At least they aren’t making as many videos. Since Esther McVey’s brief reign as housing minister ended in early 2020, her hard hat and high-vis jacket appear to have been retired to the DLUHC’s props room.

It’ll be interesting to see if they reappear for the rumoured post-election exhibition honouring the achievements of the numerous men and women to have held the post of housing minister since the turn of the century.

Meanwhile, and more seriously, are press officers automatically biased towards the party in power? Well, yes and no. To some extent, they’re motivated by the desire of all PR professionals to ensure their employer gets the best publicity, regardless of minor inconveniences such as the truth.

But they’re also flexible enough to spot a change in power when they see one. By the end of this year, there’s every chance that any DLUHC press officers with photos of Michael Gove on their bedroom wall will have torn them down, replacing them with pictures of Angela Rayner, or whoever.

In the meantime, they wage the same war as ministers against developers, councils and anyone else that can be blamed for the government’s failures in housing during the past 14 years.

Things reached a high (or low) point in February when a press notice announcing changes to brownfield planning policy took aim at councils in general and London mayor Sadiq Khan in particular.

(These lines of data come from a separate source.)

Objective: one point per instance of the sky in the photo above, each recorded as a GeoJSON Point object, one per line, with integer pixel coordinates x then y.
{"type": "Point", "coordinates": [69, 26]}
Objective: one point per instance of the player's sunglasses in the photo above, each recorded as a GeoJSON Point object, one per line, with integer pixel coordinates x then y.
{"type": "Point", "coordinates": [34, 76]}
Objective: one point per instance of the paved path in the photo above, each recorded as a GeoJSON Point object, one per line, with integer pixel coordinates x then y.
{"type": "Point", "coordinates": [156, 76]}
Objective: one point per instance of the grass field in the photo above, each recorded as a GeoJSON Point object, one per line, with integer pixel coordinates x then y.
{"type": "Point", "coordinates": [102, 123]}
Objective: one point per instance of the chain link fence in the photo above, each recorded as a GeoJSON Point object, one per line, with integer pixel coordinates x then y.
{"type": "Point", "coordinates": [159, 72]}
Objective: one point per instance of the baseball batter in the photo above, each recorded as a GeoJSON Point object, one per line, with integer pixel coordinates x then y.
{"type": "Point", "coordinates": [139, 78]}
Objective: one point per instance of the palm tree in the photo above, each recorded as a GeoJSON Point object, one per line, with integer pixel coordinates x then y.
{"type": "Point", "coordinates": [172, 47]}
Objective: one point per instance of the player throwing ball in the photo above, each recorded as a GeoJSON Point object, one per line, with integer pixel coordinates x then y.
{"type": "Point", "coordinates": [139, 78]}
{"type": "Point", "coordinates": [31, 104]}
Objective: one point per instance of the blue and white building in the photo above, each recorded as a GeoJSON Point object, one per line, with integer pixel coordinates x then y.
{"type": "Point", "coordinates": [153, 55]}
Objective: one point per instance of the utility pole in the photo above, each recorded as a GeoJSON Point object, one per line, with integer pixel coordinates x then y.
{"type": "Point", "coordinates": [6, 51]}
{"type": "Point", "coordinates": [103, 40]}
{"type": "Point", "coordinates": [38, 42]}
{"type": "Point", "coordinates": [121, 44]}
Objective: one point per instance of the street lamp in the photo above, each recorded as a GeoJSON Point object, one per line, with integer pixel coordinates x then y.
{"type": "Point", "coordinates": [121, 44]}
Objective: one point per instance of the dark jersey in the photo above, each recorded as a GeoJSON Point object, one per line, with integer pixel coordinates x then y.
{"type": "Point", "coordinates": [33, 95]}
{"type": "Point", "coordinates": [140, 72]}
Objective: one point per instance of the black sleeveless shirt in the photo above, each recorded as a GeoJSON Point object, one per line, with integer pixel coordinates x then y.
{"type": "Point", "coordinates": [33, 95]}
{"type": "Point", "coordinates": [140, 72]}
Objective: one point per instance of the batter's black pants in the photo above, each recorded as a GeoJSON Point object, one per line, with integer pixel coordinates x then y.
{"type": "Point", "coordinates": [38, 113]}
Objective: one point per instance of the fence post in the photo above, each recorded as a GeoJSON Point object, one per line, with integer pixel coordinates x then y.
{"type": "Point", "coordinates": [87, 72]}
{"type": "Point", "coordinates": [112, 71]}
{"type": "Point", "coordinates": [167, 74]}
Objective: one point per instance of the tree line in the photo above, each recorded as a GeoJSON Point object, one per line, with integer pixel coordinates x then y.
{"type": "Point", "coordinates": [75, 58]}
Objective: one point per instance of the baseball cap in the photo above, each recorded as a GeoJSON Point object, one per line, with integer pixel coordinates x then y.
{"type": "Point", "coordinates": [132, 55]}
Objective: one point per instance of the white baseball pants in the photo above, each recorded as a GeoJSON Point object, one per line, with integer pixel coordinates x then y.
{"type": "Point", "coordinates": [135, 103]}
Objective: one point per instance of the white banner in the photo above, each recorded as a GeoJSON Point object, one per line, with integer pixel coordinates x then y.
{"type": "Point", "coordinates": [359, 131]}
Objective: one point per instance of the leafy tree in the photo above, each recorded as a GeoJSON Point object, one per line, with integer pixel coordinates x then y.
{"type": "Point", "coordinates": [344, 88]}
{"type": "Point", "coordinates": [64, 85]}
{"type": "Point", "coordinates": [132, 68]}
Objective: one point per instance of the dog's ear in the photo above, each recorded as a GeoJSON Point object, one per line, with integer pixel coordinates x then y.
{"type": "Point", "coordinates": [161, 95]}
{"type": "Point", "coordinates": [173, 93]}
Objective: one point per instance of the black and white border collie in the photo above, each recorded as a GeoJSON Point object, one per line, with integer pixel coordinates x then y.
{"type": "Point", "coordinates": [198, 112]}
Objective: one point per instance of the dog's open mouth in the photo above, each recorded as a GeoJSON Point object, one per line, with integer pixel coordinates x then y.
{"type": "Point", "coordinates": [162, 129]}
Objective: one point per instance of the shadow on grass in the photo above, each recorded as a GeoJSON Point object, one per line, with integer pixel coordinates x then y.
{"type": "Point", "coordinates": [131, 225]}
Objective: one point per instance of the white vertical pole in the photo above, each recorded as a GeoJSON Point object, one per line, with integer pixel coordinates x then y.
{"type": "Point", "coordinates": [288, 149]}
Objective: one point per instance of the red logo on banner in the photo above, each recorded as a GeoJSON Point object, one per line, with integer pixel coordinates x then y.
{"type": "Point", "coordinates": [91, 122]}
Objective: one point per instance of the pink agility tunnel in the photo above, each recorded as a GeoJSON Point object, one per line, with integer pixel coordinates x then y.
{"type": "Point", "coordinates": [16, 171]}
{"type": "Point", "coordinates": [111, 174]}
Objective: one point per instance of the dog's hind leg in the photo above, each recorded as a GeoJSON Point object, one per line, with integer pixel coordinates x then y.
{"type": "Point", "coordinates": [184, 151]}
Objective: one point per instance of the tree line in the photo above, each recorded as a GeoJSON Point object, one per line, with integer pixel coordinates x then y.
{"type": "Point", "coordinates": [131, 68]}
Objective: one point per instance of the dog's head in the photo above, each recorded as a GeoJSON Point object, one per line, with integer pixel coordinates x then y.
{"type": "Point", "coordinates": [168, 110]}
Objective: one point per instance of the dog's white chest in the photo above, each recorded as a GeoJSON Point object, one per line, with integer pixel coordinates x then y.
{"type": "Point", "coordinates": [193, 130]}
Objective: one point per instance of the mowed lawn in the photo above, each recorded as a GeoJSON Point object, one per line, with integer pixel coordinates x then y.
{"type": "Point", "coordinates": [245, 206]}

Local authorities are too bureaucratic, it said. Not flexible like the government, which is fuelled by common sense and building record numbers of homes, if you ignore the homes it hadn’t built before it started building them. And so it went on.

Never mind. Pretty soon all government press officers will put their feet up prior to the election. Their work will be done. And what’s more they can rest assured that, ultimately, voters will target their anger at politicians, not shoot the messenger.